Governor Peter Shumlin, fresh from seeing an unemployment number he liked without understanding it, or, more likely, purposefully ignored the underlying data, didn’t miss his opportunity to once again lie to Vermonters about how great the Vermont economy is doing. In case you missed it, because you were overloaded with requests from local headhunters looking to place highly-skilled workers in much-demanded, high-paying jobs immediately, Vermont’s economy is like, totally rebounding! Yes, watch out, Charles Barkley – Vermont is the new Round Mound of Economic Rebound! But let’s let the governor’s own words spill from his wise and sainted lips:
– The news today of another drop in the Vermont’s unemployment rate, to 4.1 percent, is further proof that the state’s economy continues to rebound from the worst recession in our memory.
No, it’s not. In fact, it’s the opposite. Total Nonfarm employment went down from Feb to March – a net loss of 1,800 jobs. Why isn’t Shumlin waving his “hooray!” flag around the state from the confines of a taxpayer-subsidized electric car for this data point? Is he afraid he’ll drive past an unemployed person’s house?
Sadly, the real reason the unemployment rate went down is the same reason Vermont’s rate is typically low in the first place: Vermont has a relatively low participation rate in the workforce. From Vermont’s DOL website:
Civ Labor Force: 351,650
Unemployment rate: 4.1%
But Vermont’s workforce participation breakdown is:
State Population 626,000
Workforce participation rate (working/population): 53.8%
National Labor Participation Rate (From BLS) 63.3%
Vermont has a much lower labor force than the national average, which means that there are fewer people chasing jobs – and that keeps the unemployment number tamped down, even when the state experiences net job losses, as it did last month. The number of diminishing participants is larger than the number of net jobs lost – numbers which essentially negate each other’s impact. Amazingly, Shumlin is stating that net job losses are an example of how well Vermont’s economy is doing. Why doesn’t anyone ask him that question?
Vermont also has a higher proportion of people over 65 than the national average, which means that Vermont will have (and continue to have, considering its low birth rate) a smaller and smaller labor force. This will mean the unemployment number will continue to follow this same dismal pattern, enabling politicians like Shumlin to follow their own same, dismal pattern.
As everyone but Shumlin knows, a low unemployment rate does not equate to higher wages, a better standard of living, income mobility, or a fresh plate of tacos. Everyone could be employed at, say, a travel agency for college students, but only make $9.30 an hour. I guess those kinds of lucrative jobs are creating a surge of transplants from other states, seeking those golden employment opportunities? Vermont is 36th nationally for median household income, and, oh, a host of distressing data points already covered here.

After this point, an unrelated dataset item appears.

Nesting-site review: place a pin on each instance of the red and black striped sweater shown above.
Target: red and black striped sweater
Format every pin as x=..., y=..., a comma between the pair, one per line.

But please, let Peter continue:
– Vermont now has the third lowest unemployment rate in the country and the strongest job market in the region, reflecting what I’m hearing from business owners as I travel the state.
Again, the stat the governor should be touting, but can’t because it doesn’t exist, is net new job growth. Unemployment, in this instance, is not an indicator of economic health – job growth is. I’m also guessing that Shumlin is
listening to a very select group of business owners if he thinks Vermont has a strong job market. That statement is perfectly laughable on its face, especially if you’ve done any job-hunting in the last, oh, say, decade.
– While we know the rate will fluctuate up and down over time, the consistent downward trend in recent months shows that employers are hiring and need skilled workers.
As demonstrated above, this “downward trend” summary Shumlin provides is a flat-out lie. Vermont lost net jobs last month. In fact, the “Government” sector also lost 100 jobs.
– We are working hard to ensure Vermonters are qualified to fill those jobs and are connected with the employers who need workers.
This is the worst part: Shumlin actually thinks he’s helping. He actually thinks it’s government’s job to match employers with employees. With a track record like Shumlin’s, any more “help” from the government will be the straw that breaks the Vermonter’s back. The last thing any business needs is help from a governor who seems to be pushing forward with multiple policies that hinder business growth, not encourage it.
Is this really the guy you want helping you?